Women's Foundation of Mississippi, a grant-making and advocacy organization that supports programs for women and girls in the state, celebrated its 2018 "Women of Vision" honorees and grantees with a celebration on Monday, Oct. 15. The organization selected four women for the honor, including Willie Jones, president and chief executive officer of Dependable Source Corp. of MS.

"I was excited when Women's Foundation of Mississippi selected me as one of the individuals they bring in for ('Women of Vision') because I've long been a huge fan of the work they do," she said. "I love both their diverse leadership, their transparency and the innovative nature of their work. It's an honor that they want to spotlight the work we do in our community here at Dependable Source."

Jones launched Dependable Source, a staffing firm that hires commercial truck drivers for both full-time and part-time work in Mississippi, in 1995. The business also has a health-care division, Dependable Source Home Health, which staffs positions for in-home care for seniors and people with disabilities.

"What we do is different from anything else in the area," Jones told the Jackson Free Press. "We work mainly with manufacturers and distributors in Mississippi to secure work for drivers. We're proud of being able to put Mississippians to work and offer good jobs with great benefits that our state can be proud of."

Jones was born in Bassfield, Miss., and graduated from Bassfield High School before going on to the now-closed Draughon's Business College in Jackson, where she received a certificate of business administration in 1984. She later received an associate's degree in accounting from Santa Monica College in Santa Monica, Calif., and a bachelor's degree in public management from Millsaps College in 2010.
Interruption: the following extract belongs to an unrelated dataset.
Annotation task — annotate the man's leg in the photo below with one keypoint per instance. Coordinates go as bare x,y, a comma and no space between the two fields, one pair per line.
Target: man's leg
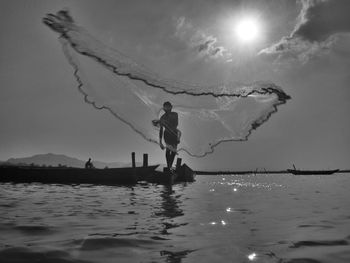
168,158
She moved to Los Angeles while attending Santa Monica College, and it was there that Jones met her husband, Harold Tyree Jones. The couple married in 1992, after which they decided move back to Mississippi. Willie Jones then took a job with Mississippi-based transportation company MCH Transportation. However, after three years, she said that she was dissatisfied with the job and decided to resign.

"At the time, I was working such crazy hours, which wasn't great for a newlywed," Jones said. "However, after I left that job, the idea of leasing truck drivers came to me as a potential business for Mississippi. No one here or in neighboring states was doing anything like that, and after doing some research I found that there was a market and a need for truck drivers here. I wanted to put my skills and talents I had developed while working for MCH to use in creating something that was my own, and I decided to start Dependable Source that same year."

In 2010, Jones decided to launch Dependable Source's in-home care branch after speaking with a number of acquaintances about the need for more quality health providers for seniors in the Mississippi. Jones said she also saw a home-health-care business as a good opportunity to employ more women in the state.

"Our focus from the beginning with Dependable Source Home Health has been on being an advocate for seniors and people with disabilities in Mississippi rather than just providing a service," Jones said. "We look at their individual needs and also reach out to other resources in the area they need to help connect them. Our staff helps them with things like housekeeping, cooking, getting dressed, activity assistance and other parts of daily living."

Jones is also president of Women for Progress of Mississippi, a women's advocacy and community-service nonprofit that launched in Jackson in 1978. She creates a weekly radio show for the organization, Women for Progress Radio, which brings on local politicians, educators and community leaders to discuss issues that impact women in Jackson and Mississippi.

She and her husband have been married for 25 years. They have two children, Tiffany Hathorn and Tyree Jones, and five grandchildren.